CoNavBench: Collaborative Long-Horizon Vision-Language Navigation Benchmark¶

Conference: ICLR 2026
OpenReview: https://openreview.net/forum?id=bMrH2PFMsi
Code: To be confirmed
Area: Robotics / Embodied Navigation / VLN Benchmark
Keywords: Collaborative Navigation, Vision-Language Navigation, Long-Horizon Tasks, Multi-Robot, Data Generation Platform

TL;DR¶

CoNavBench is the first Vision-Language Navigation (VLN) benchmark for "multi-robot collaboration," containing 4,048 single-agent/collaborative tasks. It includes NavCraft, an automated data generation platform (two-stage agent + scene graph + efficiency toolbox). Using a fine-tuned Qwen2.5-VL-3B as a reference policy, it demonstrates that collaborative decomposition improves step-level task success rates by a relative 18.11%.

Background & Motivation¶

Background: The mainstream of VLN research follows a "single-agent, step-by-step instruction execution" paradigm—ranging from point-to-point following in R2R and continuous control in VLN-CE to long-horizon, multi-stage, multi-turn tasks in LHPR-VLN/GOAT-Bench. While difficulty has increased, the participant remains a single robot.

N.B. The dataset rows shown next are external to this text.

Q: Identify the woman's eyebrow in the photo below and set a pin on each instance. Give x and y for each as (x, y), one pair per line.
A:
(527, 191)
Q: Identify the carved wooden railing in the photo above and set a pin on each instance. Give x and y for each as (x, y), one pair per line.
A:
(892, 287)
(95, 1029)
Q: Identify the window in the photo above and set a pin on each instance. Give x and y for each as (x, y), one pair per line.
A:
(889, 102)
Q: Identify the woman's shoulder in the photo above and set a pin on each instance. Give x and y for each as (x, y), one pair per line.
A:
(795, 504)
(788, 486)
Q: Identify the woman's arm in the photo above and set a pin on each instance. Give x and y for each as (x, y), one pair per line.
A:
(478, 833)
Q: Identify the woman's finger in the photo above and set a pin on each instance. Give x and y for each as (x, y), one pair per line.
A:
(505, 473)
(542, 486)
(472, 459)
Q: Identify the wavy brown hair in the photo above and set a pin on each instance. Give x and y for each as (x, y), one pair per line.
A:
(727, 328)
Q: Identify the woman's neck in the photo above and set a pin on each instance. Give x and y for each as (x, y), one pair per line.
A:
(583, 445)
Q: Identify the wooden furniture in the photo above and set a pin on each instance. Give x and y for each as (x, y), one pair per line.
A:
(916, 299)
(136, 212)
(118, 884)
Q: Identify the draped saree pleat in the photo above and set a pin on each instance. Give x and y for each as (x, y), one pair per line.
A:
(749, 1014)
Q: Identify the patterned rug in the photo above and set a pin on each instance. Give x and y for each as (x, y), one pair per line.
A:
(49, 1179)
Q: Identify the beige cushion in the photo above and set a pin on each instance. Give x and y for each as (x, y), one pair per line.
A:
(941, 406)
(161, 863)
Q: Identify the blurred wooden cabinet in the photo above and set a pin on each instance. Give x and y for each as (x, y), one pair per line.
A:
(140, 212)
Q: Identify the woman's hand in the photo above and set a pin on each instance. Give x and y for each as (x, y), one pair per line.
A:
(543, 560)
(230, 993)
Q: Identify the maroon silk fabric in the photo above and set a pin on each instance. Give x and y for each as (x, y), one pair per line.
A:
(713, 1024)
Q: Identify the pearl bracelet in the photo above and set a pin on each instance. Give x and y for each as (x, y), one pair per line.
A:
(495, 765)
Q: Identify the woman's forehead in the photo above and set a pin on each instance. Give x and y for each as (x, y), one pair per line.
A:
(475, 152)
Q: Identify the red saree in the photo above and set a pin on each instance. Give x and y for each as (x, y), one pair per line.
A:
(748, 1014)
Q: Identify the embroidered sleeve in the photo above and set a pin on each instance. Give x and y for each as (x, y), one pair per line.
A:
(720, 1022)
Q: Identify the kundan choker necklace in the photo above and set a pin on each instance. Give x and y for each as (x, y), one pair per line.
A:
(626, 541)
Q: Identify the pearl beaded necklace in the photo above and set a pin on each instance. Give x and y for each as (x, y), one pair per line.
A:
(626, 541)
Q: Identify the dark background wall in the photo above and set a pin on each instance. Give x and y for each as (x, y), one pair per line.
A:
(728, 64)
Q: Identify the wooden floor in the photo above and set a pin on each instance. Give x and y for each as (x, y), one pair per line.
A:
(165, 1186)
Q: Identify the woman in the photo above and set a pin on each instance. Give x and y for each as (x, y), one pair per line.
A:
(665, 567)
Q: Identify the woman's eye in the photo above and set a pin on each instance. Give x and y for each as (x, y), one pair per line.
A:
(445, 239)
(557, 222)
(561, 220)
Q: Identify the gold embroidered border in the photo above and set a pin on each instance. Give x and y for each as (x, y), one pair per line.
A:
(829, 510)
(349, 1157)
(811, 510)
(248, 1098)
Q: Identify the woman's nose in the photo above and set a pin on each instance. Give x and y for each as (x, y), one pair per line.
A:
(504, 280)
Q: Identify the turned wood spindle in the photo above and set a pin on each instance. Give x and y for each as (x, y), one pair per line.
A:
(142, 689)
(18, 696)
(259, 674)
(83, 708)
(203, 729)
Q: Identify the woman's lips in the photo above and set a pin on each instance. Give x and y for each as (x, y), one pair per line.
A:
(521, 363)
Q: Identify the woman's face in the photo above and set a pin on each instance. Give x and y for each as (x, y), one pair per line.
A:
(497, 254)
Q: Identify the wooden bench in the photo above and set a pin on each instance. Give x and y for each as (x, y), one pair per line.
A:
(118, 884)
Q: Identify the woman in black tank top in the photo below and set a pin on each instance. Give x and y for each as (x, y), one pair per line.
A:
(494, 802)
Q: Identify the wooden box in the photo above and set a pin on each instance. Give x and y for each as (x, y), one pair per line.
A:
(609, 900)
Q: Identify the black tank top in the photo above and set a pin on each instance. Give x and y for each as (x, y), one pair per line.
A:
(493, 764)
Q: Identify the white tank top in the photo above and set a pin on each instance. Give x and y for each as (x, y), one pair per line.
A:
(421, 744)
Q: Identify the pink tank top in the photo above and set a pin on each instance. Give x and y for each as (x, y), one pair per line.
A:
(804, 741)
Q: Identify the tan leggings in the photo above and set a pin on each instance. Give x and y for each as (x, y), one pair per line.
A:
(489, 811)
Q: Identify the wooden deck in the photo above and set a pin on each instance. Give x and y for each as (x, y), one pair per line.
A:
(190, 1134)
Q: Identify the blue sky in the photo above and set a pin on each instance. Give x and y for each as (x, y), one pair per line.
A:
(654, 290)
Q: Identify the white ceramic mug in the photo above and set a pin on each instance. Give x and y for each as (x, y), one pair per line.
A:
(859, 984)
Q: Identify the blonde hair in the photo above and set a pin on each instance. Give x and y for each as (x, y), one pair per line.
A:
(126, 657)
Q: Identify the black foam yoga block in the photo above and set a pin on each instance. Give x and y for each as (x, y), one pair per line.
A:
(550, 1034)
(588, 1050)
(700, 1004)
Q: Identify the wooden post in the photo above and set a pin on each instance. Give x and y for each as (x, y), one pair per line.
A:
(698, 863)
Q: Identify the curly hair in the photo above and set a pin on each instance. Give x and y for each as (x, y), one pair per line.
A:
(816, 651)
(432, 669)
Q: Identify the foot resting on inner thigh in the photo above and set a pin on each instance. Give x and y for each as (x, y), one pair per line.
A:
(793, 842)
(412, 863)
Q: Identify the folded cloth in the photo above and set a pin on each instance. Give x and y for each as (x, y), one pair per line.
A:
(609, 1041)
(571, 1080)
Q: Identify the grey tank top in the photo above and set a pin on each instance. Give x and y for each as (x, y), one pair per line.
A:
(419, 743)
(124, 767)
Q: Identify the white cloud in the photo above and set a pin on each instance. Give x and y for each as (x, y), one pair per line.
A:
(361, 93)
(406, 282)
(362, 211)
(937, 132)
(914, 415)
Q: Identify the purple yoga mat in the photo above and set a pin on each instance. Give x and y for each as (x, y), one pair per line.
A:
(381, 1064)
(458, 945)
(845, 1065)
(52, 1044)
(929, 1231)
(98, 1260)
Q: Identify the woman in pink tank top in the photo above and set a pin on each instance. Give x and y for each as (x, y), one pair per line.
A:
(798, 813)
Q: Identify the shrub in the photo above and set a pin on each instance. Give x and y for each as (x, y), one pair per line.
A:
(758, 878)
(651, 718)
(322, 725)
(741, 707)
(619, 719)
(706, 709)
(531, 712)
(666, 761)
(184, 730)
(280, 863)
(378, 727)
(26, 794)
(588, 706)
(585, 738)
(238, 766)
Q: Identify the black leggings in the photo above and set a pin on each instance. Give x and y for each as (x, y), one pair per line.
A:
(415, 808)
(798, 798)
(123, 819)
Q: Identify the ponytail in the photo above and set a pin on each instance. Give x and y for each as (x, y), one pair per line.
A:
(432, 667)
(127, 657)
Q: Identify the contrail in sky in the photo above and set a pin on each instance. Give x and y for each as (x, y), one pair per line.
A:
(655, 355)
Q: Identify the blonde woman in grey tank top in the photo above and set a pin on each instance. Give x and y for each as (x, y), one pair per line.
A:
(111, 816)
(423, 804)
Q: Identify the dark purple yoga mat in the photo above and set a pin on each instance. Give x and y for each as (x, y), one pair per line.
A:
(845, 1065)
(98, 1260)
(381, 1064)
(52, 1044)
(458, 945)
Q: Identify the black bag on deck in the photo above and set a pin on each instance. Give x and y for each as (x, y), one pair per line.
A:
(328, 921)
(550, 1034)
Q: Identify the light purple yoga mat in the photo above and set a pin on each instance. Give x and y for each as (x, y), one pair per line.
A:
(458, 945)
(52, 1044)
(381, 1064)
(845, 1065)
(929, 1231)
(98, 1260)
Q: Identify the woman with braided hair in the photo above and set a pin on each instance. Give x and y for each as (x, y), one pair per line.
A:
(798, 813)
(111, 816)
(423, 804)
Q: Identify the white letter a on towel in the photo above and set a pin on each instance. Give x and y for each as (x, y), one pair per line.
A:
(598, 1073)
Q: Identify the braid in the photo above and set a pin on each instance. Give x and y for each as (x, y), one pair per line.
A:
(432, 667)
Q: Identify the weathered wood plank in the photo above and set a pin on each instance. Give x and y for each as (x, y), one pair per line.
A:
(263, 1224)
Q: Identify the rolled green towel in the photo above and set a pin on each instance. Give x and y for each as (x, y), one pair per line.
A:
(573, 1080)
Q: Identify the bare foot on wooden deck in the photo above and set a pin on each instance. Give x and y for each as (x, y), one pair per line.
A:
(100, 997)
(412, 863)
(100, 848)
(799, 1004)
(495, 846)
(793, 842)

Limitations of Prior Work: Real-world deployments (domestic services, warehousing, parallel workflows) often have multiple robots available, yet existing datasets and evaluation protocols assume a single agent. This leads to two consequences: first, it hides collaboration opportunities—tasks that could be parallelized are forced into serial execution, causing high latency; second, it ignores inter-robot interference—challenges like congestion, handoff errors, and rendezvous timing only occur in multi-robot settings and are never encountered in single-agent formalizations.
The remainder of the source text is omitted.